TweetFollow Us on Twitter

Using Windows
Volume Number:1
Issue Number:4
Column Tag:C Workshop

Using Windows

By Robert B. Denny

Layers and Interfaces

One of the most important things to come out of the computer world in the seventies is the concept of layered architecture. Layering provides us with a clean way to deal with the complexities of modern operating system and communications architectures. One of the most visible instances of layering is the ISO Open Systems Architecture which is widely used and quoted in standards for networks.

I consider layering to be a survival skill for software developers. Take time to consider the Macintosh from bottom to top. At the bottom, we have solid-state physics which attempts to explain the behavior of what might be particles or waves. At the top (user’s view) we have dragging, clicking, icons, windows, etc. Both the physics and the user concepts are abstract ideas. How many layers can you conceive of in a Macintosh?

Let’s formalize this a bit. A layer is a structured set of related things that together provide a set of tools or services for implementing other things. An interface is a set of means for accessing the services provided by a layer. Finally a given layer might make use of the services provided by a “lower” layer in implementing it’s own services. It is this latter notion that makes layers have ranking.

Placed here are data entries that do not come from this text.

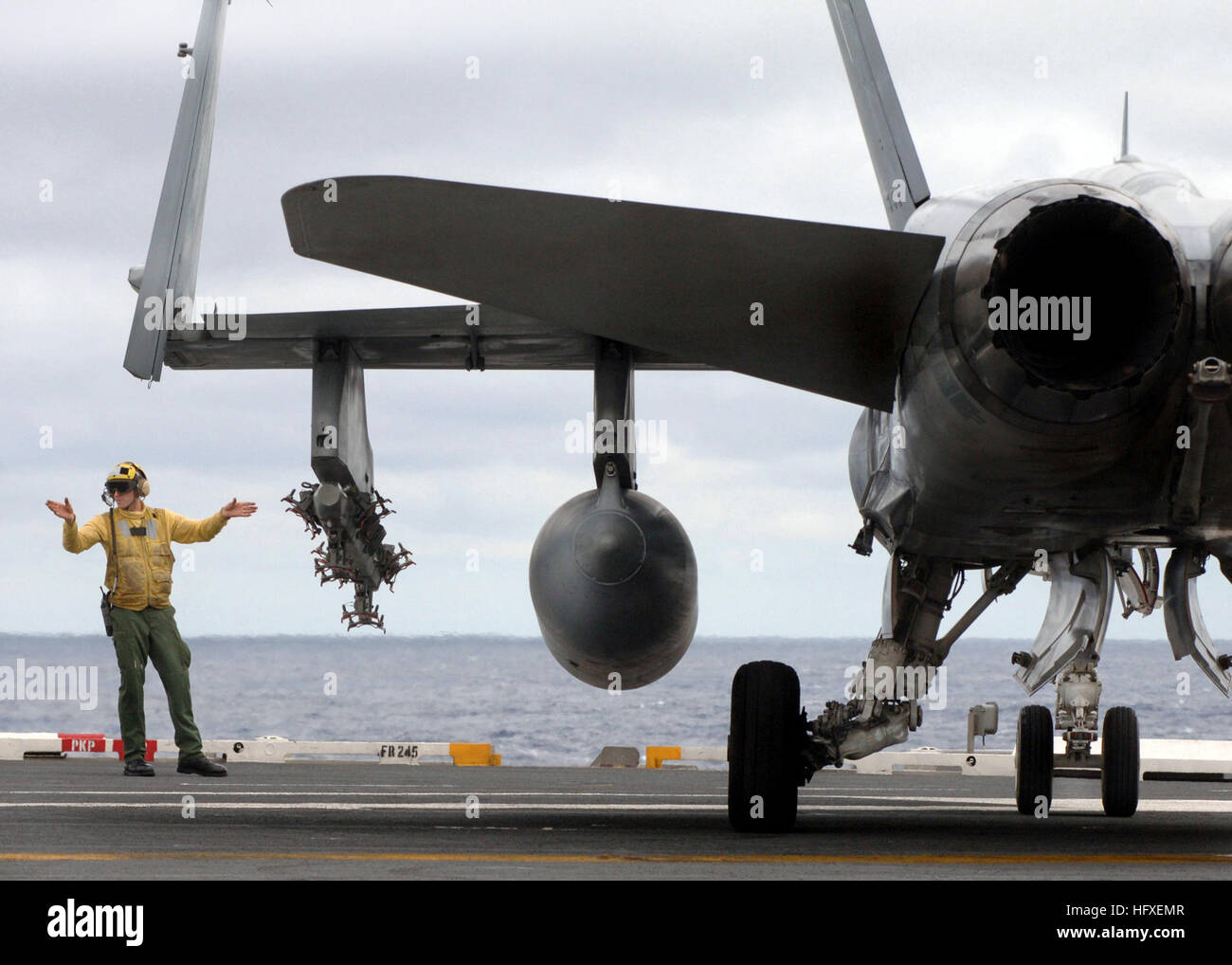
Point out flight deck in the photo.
[0,758,1232,882]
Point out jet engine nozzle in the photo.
[530,483,698,690]
[941,181,1191,423]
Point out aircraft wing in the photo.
[167,304,710,370]
[282,176,943,410]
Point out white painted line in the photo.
[0,792,1232,814]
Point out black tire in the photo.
[1014,703,1052,814]
[727,661,805,832]
[1099,707,1141,817]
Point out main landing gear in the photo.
[728,547,1232,832]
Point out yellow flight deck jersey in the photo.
[64,505,226,610]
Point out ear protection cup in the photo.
[132,463,151,498]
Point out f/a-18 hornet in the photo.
[124,0,1232,830]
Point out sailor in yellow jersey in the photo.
[46,463,256,777]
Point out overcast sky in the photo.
[0,0,1232,640]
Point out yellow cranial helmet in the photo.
[107,463,151,497]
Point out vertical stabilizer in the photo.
[826,0,929,230]
[124,0,228,379]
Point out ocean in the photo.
[0,633,1232,765]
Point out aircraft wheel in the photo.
[1014,703,1052,814]
[727,661,805,832]
[1100,707,1140,817]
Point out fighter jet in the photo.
[124,0,1232,830]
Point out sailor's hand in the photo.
[222,500,256,519]
[46,497,77,522]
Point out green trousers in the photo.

How does all of this help us deal with complex systems? By restricting our thinking to the layer we are working on, we avoid cluttering our mind with unnecessary details. This kind of thinking comes naturally, but we can reinforce it by being aware of it’s importance.

Most of the developers I have talked with share the feeling that the Mac is a difficult system to learn. Inside Macintosh is a wealth of information, but it has little overall structure. There is a section called Inside Macintosh: A Road Map which does discuss the overall architecture, but this thread is not carried elsewhere, and one tends to “dive in” to a particular area of interest.

Here is my personal view of the Macintosh operating system as a set of layers. Below these layers are the low-level stuff I seldom deal with and above these layers are the programs I write. The boxes show the sections of the Mac system that I frequently encounter when developing user-oriented applications.

Data-Driven Software

Another key concept needeed for Macintosh programming is that of data or table-driven software. This is another common technique that grew out of the seventies, when system complexity took a quantum jump.

A data-driven routine consists of a combination of code and data, split up so that variations are possible with no changes to the code. This technique is usually employed where there are a variety of related objects that need some sort of service or management that can be done with a common “engine” in code.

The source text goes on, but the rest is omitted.